È quanto comunicato ieri ai provider, durante una riunione tra
Telecom Italia e l'associazione
AIIP. La questione,
che tante polemiche e indignazione aveva suscitato tra i provider nelle scorse settimane, ha un finale da pantomima. "Avremmo frainteso tutto, non c'era niente di certo: ecco quanto ci ha detto il rappresentante di Telecom a quella riunione. E noi a quel punto ci siamo scambiati sguardi sbigottiti", racconta Paolo Nuti, presidente di AIIP.
Il precedente
annuncio di Telecom, eppure, sembrava non lasciare adito a dubbi. Il tono era perentorio:
da gennaio 2005 l'ADSL senza voce non sarebbe più stata possibile. "E invece - continua Nuti - ora ci hanno detto che quella era solo una loro dichiarazione di intenti. Insomma, era quanto Telecom voleva tentare di fare, qualora il Garante e gli accordi tra le parti glielo avessero permesso".
La situazione appare cambiata di colpo: prima sembrava che Telecom si arrogasse il diritto di decidere in barba alle regole del mercato e del Garante. Adesso invece il Garante e le regole tornano in primo piano. Anzi, secondo Telecom, non se ne sono mai andati. "Era sottinteso che la nostra istanza dovesse passare dal vaglio del Garante: sono queste le regole, è sempre stato così. Non capisco come sia stato possibile l'equivoco", dice a Punto Informatico un portavoce di Telecom Italia.

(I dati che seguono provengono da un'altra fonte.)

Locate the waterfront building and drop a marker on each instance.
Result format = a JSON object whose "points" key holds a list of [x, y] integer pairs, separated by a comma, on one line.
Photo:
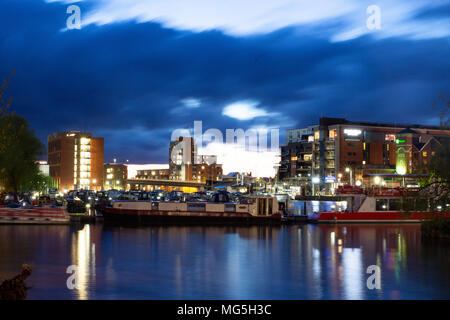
{"points": [[44, 168], [187, 165], [299, 135], [182, 153], [154, 174], [296, 165], [361, 153], [206, 169], [76, 160], [115, 176]]}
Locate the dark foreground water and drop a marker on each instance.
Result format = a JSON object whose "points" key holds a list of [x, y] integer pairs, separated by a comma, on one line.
{"points": [[287, 262]]}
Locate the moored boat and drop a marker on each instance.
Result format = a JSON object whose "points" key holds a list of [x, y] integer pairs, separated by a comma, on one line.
{"points": [[33, 215], [255, 209]]}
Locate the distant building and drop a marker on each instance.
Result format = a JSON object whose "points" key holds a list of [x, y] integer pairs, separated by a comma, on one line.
{"points": [[351, 152], [181, 158], [76, 160], [206, 169], [185, 164], [44, 168], [155, 174], [115, 176]]}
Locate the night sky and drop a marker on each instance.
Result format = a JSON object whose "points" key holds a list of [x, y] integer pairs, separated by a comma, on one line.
{"points": [[137, 69]]}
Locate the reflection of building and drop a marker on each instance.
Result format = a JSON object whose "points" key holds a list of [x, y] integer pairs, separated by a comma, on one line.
{"points": [[347, 151], [115, 176], [76, 160]]}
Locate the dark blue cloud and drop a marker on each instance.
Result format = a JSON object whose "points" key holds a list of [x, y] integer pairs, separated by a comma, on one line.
{"points": [[126, 81]]}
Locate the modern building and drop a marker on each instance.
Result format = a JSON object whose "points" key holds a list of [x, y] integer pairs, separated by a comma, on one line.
{"points": [[206, 169], [186, 165], [299, 135], [296, 165], [358, 153], [115, 176], [43, 166], [76, 160], [181, 158]]}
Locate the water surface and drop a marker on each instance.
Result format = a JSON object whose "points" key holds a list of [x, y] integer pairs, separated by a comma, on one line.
{"points": [[258, 262]]}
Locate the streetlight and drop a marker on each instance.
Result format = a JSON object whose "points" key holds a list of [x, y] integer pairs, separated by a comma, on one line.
{"points": [[377, 180], [351, 177], [315, 180]]}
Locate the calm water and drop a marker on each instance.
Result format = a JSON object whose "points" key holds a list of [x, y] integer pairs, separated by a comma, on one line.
{"points": [[287, 262]]}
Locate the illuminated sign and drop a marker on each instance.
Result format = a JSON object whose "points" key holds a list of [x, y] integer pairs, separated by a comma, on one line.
{"points": [[352, 132]]}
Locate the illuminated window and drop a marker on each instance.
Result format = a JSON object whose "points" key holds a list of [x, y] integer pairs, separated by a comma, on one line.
{"points": [[389, 137]]}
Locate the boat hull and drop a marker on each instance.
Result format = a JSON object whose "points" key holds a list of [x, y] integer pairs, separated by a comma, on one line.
{"points": [[374, 217], [139, 217]]}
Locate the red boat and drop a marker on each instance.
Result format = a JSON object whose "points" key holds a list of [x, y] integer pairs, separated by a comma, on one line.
{"points": [[380, 206]]}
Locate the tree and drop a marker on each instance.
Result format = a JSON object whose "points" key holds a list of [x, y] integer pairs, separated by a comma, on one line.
{"points": [[19, 148], [436, 187]]}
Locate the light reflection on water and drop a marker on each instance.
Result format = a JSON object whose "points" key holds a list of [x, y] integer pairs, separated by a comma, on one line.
{"points": [[259, 262]]}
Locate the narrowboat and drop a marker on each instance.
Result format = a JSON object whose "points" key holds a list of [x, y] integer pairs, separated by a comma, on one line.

Diversa è la posizione di AIIP, che applaude al Garante. Ufficialmente, il Garante sulla questione non ha aperto bocca e, contattato da Punto Informatico, conferma di non voler commentare. "È certo però che grazie al suo intervento Telecom ha ritrattato e non gli è stato permesso di uccidere il VoIP nella culla", dice Nuti.